The nuclear DNA of eukaryotes is organized with structural and regulatory proteins to form the nucleoprotein complex termed chromatin. The primary functional unit of chromatin is the nucleosome, a particle containing histone proteins and approximately 200 base pairs of DNA. Research in my laboratory is directed toward understanding the processes involved in nucleosome assembly during DNA replication, and the regulation of chromatin function by histone posttranslational modifications. Just as the DNA in dividing cells must be replicated once each cell cycle, so too must sufficient histones (and other chromatin proteins) be synthesized to assemble nucleosomes on the newly replicated DNA. The proper assembly of chromatin during cell division is of vital importance, because the presence or absence of nucleosomes (and the precise positioning of nucleosomes with respect to DNA sequences) can determine which genes are transcribed, and when.
The faithful transmission and assembly of chromatin requires that many independent cellular processes be coordinated. As DNA is being replicated, histones are synthesized, then modified by enzymatic acetylation, transported to the nucleus, and assembled into nucleosomes. Moreover, supercoiled chromatin higher-order structures must first "unwind" to allow access to the DNA, and then condense again after replication is completed. In my laboratory, the specific questions currently being investigated include: the modification status of parental histones that are segregated to progeny chromosomes, and the mechanisms of histone deposition onto newly replicated DNA; the involvement of histone acetylation in nucleosome assembly, and the properties of enzymes (acetyltransferases) involved; and the study of novel inhibitors of histone modifying enzymes.
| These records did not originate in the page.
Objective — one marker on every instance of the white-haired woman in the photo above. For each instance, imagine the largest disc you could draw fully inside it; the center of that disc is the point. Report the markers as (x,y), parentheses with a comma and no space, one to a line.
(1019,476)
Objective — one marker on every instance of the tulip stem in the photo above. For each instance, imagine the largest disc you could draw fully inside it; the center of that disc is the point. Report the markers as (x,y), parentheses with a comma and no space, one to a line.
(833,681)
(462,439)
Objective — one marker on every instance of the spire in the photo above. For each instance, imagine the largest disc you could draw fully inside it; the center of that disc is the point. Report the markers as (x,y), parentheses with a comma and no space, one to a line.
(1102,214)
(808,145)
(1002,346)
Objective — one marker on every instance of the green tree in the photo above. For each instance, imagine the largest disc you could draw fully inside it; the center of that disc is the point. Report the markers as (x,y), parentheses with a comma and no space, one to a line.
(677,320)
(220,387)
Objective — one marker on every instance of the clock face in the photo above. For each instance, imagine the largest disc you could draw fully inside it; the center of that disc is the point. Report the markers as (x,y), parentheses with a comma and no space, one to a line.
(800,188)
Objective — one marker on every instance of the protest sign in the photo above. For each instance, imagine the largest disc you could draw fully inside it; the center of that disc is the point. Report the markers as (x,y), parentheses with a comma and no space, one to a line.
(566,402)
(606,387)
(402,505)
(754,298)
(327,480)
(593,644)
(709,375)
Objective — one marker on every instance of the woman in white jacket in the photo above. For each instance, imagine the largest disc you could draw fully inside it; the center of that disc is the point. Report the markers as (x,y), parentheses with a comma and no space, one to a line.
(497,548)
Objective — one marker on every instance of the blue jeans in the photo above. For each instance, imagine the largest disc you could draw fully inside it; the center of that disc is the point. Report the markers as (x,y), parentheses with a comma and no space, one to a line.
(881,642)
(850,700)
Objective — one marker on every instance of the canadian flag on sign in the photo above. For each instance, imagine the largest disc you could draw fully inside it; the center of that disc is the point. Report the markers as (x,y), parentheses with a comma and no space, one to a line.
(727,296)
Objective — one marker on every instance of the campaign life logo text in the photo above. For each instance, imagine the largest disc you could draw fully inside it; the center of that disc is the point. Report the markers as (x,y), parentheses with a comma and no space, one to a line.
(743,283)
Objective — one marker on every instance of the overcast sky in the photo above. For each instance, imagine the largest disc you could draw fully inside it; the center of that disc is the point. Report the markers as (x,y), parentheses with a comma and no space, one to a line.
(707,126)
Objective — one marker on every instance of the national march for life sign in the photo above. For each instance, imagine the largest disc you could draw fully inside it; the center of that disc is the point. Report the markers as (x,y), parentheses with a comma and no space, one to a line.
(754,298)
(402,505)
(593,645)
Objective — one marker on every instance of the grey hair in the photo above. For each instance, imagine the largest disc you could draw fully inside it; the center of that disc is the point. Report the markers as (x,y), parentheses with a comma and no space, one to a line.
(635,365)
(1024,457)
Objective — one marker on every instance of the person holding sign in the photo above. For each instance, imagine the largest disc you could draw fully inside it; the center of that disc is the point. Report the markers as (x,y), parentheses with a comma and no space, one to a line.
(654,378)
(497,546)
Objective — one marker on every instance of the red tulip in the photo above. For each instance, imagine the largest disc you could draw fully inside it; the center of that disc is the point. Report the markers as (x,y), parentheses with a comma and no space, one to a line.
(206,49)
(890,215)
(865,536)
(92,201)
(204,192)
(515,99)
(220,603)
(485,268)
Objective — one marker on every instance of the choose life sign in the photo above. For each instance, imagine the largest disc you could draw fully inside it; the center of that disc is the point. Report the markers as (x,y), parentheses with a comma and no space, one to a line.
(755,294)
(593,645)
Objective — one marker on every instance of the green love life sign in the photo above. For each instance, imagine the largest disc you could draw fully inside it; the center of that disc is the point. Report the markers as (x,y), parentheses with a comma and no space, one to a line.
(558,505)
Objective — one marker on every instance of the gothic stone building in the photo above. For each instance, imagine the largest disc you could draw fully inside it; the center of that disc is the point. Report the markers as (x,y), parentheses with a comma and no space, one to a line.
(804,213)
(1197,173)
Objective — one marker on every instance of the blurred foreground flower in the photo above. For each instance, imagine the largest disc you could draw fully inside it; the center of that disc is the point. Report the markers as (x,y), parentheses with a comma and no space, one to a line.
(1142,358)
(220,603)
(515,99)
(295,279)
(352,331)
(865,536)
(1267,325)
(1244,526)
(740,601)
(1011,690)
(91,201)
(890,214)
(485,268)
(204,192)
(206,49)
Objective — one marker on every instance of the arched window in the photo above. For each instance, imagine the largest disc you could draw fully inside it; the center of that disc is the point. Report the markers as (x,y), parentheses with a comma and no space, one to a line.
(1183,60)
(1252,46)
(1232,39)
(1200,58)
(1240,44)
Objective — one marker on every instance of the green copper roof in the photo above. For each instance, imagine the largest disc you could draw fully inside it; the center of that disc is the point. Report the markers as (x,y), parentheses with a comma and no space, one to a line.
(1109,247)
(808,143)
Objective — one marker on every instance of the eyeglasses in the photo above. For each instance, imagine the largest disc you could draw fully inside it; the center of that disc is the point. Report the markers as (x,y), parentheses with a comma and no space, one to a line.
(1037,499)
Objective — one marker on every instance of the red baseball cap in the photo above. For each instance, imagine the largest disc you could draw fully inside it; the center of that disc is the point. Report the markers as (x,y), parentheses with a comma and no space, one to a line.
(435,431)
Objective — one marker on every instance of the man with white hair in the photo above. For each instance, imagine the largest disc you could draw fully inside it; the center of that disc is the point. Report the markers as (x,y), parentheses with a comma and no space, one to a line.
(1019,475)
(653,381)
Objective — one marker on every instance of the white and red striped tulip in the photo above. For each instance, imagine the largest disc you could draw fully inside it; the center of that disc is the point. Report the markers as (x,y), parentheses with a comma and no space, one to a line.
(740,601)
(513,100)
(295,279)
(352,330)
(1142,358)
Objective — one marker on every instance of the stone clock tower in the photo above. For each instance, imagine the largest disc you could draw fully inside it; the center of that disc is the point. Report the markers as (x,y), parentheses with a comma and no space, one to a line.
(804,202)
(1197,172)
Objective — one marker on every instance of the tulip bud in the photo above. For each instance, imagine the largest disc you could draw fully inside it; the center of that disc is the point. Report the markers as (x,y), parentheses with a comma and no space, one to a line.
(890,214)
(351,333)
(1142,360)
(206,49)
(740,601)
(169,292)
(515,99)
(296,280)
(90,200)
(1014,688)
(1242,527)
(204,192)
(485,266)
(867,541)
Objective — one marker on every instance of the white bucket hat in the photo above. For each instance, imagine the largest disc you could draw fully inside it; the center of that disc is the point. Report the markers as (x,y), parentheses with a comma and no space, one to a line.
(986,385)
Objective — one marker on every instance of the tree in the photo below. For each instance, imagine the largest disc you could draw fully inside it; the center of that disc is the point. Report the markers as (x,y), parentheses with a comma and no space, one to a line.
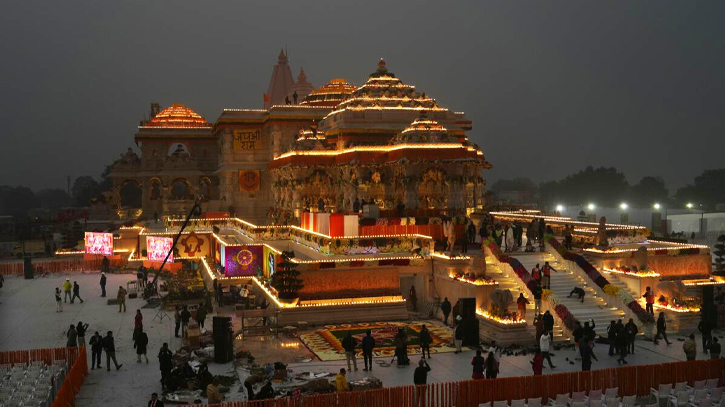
(53,198)
(720,253)
(708,189)
(286,280)
(84,189)
(602,186)
(648,191)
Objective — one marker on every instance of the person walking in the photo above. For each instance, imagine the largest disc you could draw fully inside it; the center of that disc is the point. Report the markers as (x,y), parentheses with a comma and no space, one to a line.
(165,363)
(705,328)
(67,286)
(537,365)
(121,298)
(446,309)
(546,271)
(587,354)
(478,362)
(341,382)
(140,343)
(425,340)
(458,335)
(349,343)
(103,284)
(545,347)
(109,347)
(72,336)
(521,304)
(661,329)
(649,297)
(76,292)
(177,321)
(714,349)
(96,343)
(155,402)
(201,315)
(81,332)
(631,330)
(491,366)
(58,300)
(690,347)
(368,343)
(185,318)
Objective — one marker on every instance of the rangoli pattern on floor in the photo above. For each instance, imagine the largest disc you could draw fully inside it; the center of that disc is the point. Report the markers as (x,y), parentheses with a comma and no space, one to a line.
(326,343)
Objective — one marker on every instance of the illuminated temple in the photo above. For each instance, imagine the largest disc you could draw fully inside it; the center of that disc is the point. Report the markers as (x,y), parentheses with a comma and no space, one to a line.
(383,142)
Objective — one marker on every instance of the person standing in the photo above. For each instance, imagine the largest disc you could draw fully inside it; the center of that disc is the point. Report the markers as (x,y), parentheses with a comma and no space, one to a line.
(521,303)
(140,343)
(478,362)
(349,343)
(72,336)
(631,331)
(341,382)
(690,347)
(537,365)
(491,366)
(545,347)
(155,402)
(705,329)
(661,329)
(67,286)
(185,318)
(213,393)
(103,284)
(96,343)
(201,315)
(368,344)
(109,347)
(165,363)
(81,332)
(714,349)
(458,336)
(425,341)
(121,298)
(446,309)
(586,353)
(58,300)
(413,298)
(649,297)
(177,321)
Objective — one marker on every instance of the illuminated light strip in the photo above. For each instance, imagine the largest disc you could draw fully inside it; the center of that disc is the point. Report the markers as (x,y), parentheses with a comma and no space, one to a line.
(482,313)
(447,257)
(632,273)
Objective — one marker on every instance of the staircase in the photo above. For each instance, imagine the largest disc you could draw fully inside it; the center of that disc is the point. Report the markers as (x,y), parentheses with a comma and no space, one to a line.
(562,282)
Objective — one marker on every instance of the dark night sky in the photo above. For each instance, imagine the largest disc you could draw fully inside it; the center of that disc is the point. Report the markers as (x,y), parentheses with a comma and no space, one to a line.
(551,86)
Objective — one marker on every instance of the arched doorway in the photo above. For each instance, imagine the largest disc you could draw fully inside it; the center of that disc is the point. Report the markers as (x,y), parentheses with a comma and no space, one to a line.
(130,194)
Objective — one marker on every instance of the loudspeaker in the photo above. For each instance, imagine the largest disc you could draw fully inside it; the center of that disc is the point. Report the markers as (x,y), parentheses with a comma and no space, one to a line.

Our experimental approaches involve biochemical analyses (using mammalian cultured cells) and genetic studies performed in yeast. We also take advantage of antibodies directed against specific histones and histone modifications, to purify and analyze newly assembled nucleosomes and chromatin components. Ultimately these studies should provide a better understanding of the regulation of chromatin organization during DNA replication, and of the faithful transmission of epigenetic information from one generation to the next.